After five weeks of testimony, a jury found that the guns and gangs officer took hundreds of thousands of dollars in bribes from drug dealers in exchange for information and protection.

In addition to his prison sentence (which includes six months credit for time served), Det. Const. Ruthowsky was fined $250,000. If it’s not paid within the year, he will have another three years tacked onto his sentence.

One cocaine dealer, Mr. X (whose identity is protected by a publication ban, for his safety), testified that he paid the officer $20,000 a month – an arrangement that essentially allowed him to deal drugs with impunity.

Justice Clark had harsh words for the officer Tuesday, admonishing his “sheer, unbridled greed.”

“Craig Ruthowsky is, at base, a man of profoundly flawed character,” he ruled. “He chose to break the law because it was lucrative to do so. He was arrogant enough to think he could do so with impunity.”

Though it was only one officer on trial, the proceedings shed light on corruption within the Hamilton Police Service’s guns and gangs unit: a rogue team that operated out of a decommissioned police station, with a “profound lack of supervision,” Justice Clark noted.

Evidence – including cash, drugs and guns – was stored on the same shelves where officers kept their personal belongings. Notes were haphazard. Informants were kept off the books.

As the guns and gangs unit’s star investigator, with the largest roster of informants in the entire force, Det. Const. Ruthowsky held a position of trust that allowed him to commit his crimes, Justice Clark said Tuesday.

And while he noted that Det. Const. Ruthowsky took every instance on the stand to praise himself and disparaged his fellow officers, Justice Clark said that “it was he who was the woefully substandard officer.”

“These are not victimless crimes,” he said. “That could not be more obvious. The victim is society.”

Det. Const. Ruthowsky has remained on the Hamilton Police payroll throughout his trial – despite having been suspended from the service since 2012. He has been paid roughly $570,000 in that time, HPS spokesperson Jackie Penman confirmed in an e-mail Tuesday evening.

Though he was charged criminally in 2012, the charges were stayed in 2013 because it was argued that a trial risked identifying informants.

It was not until 2015 that these charges were laid by the Toronto Police Service as part of a larger drug and gang investigation, after the suspended officer was overheard in a wiretapped phone call giving a drug dealer advice.

Det. Const. Ruthowsky tried to justify that conversation and his relationships with the drug dealers, arguing during his testimony that they were informants that he was using for information – an explanation Justice Clark ruled was “so implausible it borders on farcical.”

He said it is clear even today that the officer ”has absolutely no insight into the profoundly wrongful nature of his actions.”

“He didn’t take a cent,” Det. Const. Ruthowsky’s mother yelled at reporters outside the courtroom afterwards, before being led away by her daughter.

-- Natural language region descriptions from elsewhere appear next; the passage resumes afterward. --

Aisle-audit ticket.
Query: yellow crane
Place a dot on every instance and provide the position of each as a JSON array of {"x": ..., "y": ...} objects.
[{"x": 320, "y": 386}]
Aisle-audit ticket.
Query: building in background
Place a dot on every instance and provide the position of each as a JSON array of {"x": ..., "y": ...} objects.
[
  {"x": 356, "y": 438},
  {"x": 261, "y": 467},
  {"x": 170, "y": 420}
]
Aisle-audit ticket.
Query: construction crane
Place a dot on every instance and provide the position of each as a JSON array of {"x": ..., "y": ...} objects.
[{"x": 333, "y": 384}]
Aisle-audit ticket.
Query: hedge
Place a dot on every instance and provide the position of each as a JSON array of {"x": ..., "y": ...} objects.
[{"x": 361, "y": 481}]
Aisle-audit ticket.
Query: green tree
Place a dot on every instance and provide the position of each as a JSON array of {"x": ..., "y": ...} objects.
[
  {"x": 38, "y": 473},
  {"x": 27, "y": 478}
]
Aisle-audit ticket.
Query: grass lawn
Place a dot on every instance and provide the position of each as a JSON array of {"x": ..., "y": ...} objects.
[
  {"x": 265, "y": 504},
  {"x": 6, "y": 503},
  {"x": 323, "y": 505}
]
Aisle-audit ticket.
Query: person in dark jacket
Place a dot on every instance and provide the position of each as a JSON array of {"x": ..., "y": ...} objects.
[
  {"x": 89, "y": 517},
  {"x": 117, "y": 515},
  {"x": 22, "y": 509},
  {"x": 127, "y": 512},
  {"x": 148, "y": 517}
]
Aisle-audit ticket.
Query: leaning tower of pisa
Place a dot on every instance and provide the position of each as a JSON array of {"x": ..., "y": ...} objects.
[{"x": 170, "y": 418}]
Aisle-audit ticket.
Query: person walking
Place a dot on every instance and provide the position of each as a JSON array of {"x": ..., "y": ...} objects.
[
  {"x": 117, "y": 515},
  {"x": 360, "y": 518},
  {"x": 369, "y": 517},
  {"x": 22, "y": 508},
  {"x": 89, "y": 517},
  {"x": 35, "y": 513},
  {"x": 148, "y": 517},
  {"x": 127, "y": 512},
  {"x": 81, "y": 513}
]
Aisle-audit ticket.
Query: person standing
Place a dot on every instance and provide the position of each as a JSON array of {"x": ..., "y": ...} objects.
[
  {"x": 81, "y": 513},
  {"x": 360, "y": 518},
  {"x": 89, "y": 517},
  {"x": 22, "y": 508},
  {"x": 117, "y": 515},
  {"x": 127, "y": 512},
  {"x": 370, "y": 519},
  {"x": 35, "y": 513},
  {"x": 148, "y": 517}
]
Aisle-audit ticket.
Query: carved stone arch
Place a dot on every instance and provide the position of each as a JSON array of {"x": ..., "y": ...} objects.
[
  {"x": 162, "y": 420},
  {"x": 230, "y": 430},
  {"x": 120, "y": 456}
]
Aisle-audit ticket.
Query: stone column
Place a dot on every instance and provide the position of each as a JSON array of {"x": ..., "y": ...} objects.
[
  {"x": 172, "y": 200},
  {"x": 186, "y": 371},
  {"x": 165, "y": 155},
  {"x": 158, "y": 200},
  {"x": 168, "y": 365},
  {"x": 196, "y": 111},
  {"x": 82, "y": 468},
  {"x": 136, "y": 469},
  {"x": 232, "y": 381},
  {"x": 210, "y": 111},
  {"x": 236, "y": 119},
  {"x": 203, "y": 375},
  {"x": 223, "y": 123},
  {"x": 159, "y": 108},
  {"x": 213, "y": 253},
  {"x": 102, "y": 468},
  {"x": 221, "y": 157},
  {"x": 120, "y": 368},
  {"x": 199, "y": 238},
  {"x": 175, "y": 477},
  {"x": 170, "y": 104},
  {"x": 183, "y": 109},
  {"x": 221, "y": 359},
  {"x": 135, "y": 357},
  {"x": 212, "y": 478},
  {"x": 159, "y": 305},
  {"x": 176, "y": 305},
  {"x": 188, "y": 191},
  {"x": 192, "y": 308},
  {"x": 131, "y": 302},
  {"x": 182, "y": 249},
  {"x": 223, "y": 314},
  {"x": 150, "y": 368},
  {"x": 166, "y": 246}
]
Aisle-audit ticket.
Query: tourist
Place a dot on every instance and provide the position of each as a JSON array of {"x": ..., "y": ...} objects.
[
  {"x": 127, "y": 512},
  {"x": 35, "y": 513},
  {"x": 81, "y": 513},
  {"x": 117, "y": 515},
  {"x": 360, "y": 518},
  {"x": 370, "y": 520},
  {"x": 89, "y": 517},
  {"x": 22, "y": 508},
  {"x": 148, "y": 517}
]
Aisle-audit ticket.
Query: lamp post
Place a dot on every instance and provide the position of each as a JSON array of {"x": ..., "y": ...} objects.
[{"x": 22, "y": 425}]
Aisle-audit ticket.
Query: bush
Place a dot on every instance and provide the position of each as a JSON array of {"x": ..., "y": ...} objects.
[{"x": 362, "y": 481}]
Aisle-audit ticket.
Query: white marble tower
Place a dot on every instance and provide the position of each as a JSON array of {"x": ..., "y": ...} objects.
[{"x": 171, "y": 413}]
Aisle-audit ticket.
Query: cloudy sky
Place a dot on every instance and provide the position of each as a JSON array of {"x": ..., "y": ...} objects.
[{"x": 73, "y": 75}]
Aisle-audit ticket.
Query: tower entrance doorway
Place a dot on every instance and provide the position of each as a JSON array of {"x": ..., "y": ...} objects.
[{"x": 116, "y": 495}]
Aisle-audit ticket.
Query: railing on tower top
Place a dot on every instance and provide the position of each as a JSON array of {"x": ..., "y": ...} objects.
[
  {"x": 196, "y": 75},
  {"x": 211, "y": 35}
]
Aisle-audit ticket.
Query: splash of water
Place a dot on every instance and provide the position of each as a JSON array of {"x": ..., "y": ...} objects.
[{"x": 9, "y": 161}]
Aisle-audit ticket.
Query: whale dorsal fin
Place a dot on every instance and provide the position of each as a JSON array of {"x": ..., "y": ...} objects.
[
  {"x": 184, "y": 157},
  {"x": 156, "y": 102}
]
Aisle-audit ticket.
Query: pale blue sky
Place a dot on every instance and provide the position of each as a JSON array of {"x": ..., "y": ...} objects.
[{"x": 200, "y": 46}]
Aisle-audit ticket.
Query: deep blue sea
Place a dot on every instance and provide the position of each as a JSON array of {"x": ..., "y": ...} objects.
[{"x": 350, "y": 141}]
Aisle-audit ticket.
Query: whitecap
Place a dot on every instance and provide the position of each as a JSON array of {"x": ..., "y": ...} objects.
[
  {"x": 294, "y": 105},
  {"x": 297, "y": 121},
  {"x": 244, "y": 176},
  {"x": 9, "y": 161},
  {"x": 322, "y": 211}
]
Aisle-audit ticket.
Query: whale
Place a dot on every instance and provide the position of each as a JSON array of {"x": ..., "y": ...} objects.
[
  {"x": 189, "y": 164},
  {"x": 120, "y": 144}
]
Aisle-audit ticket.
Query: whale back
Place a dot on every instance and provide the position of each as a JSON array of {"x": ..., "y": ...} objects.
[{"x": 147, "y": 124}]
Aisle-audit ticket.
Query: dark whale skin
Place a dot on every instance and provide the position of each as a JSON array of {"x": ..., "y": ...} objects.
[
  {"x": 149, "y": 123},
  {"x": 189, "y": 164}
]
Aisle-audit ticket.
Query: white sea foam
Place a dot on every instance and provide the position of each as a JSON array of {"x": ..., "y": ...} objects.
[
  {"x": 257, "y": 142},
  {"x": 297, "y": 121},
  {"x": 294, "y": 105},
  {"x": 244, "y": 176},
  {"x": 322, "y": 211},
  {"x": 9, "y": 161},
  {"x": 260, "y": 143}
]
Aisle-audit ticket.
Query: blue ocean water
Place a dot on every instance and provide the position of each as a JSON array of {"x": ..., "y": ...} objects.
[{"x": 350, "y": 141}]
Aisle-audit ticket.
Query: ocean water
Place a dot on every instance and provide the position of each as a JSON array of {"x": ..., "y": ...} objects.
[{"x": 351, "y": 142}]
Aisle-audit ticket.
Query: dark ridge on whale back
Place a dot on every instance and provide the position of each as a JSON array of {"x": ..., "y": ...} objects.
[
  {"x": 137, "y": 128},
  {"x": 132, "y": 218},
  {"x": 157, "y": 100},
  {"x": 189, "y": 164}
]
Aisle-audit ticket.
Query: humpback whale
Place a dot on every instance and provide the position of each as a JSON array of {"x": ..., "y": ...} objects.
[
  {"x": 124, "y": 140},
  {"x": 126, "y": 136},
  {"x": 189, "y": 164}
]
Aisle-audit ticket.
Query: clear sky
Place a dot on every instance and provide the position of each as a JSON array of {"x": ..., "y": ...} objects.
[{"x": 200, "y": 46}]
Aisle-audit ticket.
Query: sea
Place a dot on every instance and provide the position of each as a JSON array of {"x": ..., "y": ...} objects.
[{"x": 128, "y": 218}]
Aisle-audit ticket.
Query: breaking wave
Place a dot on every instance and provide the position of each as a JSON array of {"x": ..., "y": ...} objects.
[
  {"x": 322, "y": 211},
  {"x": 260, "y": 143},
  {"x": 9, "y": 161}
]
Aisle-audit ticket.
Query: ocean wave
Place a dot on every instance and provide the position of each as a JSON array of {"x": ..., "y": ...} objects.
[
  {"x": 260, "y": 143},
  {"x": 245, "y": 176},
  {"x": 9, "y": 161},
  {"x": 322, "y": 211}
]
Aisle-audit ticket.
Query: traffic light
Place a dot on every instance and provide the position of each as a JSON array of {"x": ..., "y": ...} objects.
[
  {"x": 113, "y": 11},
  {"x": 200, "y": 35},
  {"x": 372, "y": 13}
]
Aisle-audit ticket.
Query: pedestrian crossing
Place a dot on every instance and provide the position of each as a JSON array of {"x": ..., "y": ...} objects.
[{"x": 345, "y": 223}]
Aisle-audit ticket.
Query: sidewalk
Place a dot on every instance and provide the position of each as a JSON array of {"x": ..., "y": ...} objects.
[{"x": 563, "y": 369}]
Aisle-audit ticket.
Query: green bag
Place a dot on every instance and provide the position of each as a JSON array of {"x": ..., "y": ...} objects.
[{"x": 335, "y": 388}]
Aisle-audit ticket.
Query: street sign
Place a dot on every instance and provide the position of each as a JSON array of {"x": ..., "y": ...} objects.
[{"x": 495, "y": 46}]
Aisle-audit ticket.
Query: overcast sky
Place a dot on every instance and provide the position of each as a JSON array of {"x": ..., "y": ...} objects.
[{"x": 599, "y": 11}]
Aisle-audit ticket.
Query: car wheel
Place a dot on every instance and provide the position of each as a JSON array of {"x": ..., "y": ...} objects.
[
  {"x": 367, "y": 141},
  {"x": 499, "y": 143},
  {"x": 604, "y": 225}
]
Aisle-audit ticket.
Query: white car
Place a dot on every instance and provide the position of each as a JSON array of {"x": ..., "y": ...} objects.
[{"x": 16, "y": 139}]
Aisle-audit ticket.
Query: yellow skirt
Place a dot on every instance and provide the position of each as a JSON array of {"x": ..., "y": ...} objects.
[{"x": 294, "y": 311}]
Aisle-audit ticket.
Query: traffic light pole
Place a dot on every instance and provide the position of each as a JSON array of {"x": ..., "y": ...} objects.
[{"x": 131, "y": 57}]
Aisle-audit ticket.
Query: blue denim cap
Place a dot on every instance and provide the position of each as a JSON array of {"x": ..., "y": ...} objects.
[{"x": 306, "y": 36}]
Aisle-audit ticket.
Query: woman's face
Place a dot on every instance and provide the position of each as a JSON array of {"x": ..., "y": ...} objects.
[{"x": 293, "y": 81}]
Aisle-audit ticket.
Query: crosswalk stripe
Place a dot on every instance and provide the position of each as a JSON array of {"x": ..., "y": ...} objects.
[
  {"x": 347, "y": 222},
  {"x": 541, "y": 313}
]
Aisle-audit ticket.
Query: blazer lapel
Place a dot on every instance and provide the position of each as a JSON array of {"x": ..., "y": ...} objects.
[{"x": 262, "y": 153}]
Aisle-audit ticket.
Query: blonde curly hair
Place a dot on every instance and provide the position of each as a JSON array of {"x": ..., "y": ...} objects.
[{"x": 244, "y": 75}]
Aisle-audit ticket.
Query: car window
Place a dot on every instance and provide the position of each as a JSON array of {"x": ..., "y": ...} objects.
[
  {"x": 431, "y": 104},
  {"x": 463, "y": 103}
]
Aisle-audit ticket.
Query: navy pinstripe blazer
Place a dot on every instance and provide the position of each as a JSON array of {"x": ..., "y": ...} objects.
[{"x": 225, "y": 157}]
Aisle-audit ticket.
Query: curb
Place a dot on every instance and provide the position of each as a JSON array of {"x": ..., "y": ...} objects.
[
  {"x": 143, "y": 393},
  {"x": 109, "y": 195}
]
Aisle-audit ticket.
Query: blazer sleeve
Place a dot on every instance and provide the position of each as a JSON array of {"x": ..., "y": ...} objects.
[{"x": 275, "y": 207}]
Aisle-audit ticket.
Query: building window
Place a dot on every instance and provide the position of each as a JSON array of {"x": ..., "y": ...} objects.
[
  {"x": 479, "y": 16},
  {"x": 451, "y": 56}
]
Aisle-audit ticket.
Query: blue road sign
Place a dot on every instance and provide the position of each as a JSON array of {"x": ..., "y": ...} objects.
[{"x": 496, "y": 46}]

The jury heard from a forensic accountant at trial, who testified that the Ruthowsky family had $130,000 of unexplained income between 2011 and 2015. The couple bought new vehicles, did extensive renovations, and made deposits on two condos during that time.

”It certainly begs the question of how much his wife knew,” Justice Clark noted Tuesday.

Defence lawyer Greg Lafontaine called the comment unfair.

“My client’s wife was not before the court, she was not possessed of the ability to defend herself against any slur on her integrity, on her reputation,” he said in an e-mail afterwards. “In the circumstances, it was, with respect, entirely unfair to float up the spectre of complicity on her part.”

Det. Const. Ruthowsky has appealed the conviction, claiming among other things that the judge exhibited bias throughout the trial through eye rolls and audible sighs – particularly during his own testimony.

He will be back in court Thursday, seeking bail pending appeal.

This fall, Det. Const. Ruthowsky will face a preliminary inquiry into another 16 charges laid against him last year. Among those allegations is that he conspired to plant guns – including a TEC-9 machine gun and a .380-calibre handgun – on two different people.